Endocrine Abstracts

Yu Pei and Sanjiv Risal are joint first authors. Elisabet Stener-Victorin and Qiaolin Deng are joint corresponding authors. Polycystic ovary syndrome (PCOS) affects around 15% of women of reproductive age and the key feature of the syndrome is hyperandrogenism. To understand the complex pathophysiology of PCOS, more than 30 PCOS-like animal models have been developed to mimic certain pathophysiological features. So far, not much is known about the common and unique molecular and cellular features among the most used PCOS-like mouse models.
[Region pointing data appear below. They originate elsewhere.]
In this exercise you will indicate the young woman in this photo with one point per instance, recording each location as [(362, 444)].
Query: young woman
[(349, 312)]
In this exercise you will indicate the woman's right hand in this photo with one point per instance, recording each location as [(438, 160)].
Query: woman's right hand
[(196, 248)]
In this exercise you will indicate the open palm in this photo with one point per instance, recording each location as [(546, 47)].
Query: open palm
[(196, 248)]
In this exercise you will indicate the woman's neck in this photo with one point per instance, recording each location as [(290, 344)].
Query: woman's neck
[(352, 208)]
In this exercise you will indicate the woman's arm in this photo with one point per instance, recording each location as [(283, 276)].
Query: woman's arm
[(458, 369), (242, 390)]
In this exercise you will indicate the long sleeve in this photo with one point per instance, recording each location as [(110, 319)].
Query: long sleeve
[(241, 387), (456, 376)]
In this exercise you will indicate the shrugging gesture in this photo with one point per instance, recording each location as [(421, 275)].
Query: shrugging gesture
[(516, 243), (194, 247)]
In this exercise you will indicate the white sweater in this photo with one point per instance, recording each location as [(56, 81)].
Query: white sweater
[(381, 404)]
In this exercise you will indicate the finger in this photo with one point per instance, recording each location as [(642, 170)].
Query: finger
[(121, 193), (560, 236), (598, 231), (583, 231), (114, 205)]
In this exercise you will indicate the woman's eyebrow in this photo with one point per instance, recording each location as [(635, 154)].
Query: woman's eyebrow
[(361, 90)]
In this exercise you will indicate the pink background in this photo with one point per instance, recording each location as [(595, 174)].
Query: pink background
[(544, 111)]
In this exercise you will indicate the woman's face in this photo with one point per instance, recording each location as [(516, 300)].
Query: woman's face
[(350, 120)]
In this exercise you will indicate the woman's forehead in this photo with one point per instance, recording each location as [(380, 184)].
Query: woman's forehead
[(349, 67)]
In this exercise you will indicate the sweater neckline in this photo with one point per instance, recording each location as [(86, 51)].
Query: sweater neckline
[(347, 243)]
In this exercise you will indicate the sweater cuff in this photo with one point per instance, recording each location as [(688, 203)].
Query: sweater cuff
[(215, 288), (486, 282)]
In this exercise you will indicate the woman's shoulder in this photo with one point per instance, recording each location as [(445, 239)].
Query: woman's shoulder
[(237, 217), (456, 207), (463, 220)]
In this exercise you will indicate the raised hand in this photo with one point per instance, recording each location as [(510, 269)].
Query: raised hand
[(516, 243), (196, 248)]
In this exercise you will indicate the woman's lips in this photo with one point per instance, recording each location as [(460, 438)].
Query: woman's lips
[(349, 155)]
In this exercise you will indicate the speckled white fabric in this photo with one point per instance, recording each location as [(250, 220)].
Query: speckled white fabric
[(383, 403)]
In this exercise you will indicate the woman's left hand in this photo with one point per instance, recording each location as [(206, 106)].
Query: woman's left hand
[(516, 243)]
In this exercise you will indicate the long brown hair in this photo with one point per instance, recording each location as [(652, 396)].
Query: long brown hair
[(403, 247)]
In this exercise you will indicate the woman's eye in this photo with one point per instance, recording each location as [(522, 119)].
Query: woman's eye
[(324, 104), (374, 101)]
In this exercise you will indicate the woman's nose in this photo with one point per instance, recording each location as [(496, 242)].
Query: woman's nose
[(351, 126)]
The overall aim of this study is to compare three hyperandrogenic PCOS-like mice models that are commonly used to understand the molecular pathology across inflicted tissues: hypothalamus, subcutaneous adipose tissue, ovary, and metaphase II (MII) oocytes among the prenatal androgenized (PNA) model (F1 offspring), the prepubertal androgenized (PPA) model, and the theca-cell specific nerve growth factor overexpressing mouse model (17 NF). We performed bulk RNA sequencing of tissues and single-cell RNA sequencing of MII oocytes across the models and identified differential expressed genes (DEGs) in each tissue and model. The greatest number of DEGs was found in the ovary, followed by adipose tissue whereas hypothalamus is least affected in all models. In addition, ovary and adipose tissue were most affected in PPA model compared to other models. We found several common DEGs were involved in lipid metabolism and steroid hormone biogenies among ovary, adipose tissue and hypothalamus in all models. Moreover, we conducted weighted gene correlation network analysis (WGCNA) method to identify functional correlated gene modules across all models and revealed common biological pathways for hub genes including gonadal development, cell-cell communication, hormonal metabolism and lipid metabolism in ovary and adipose tissue. Notably, greatest transcriptional alteration was also observed in MII oocytes in the PNA model, with DEGs in gonad development and germ cell development, likely due to fetal programming effects. Currently, we are investigating crosstalk between tissues and oocytes and comparing these finding with relevant human tissues.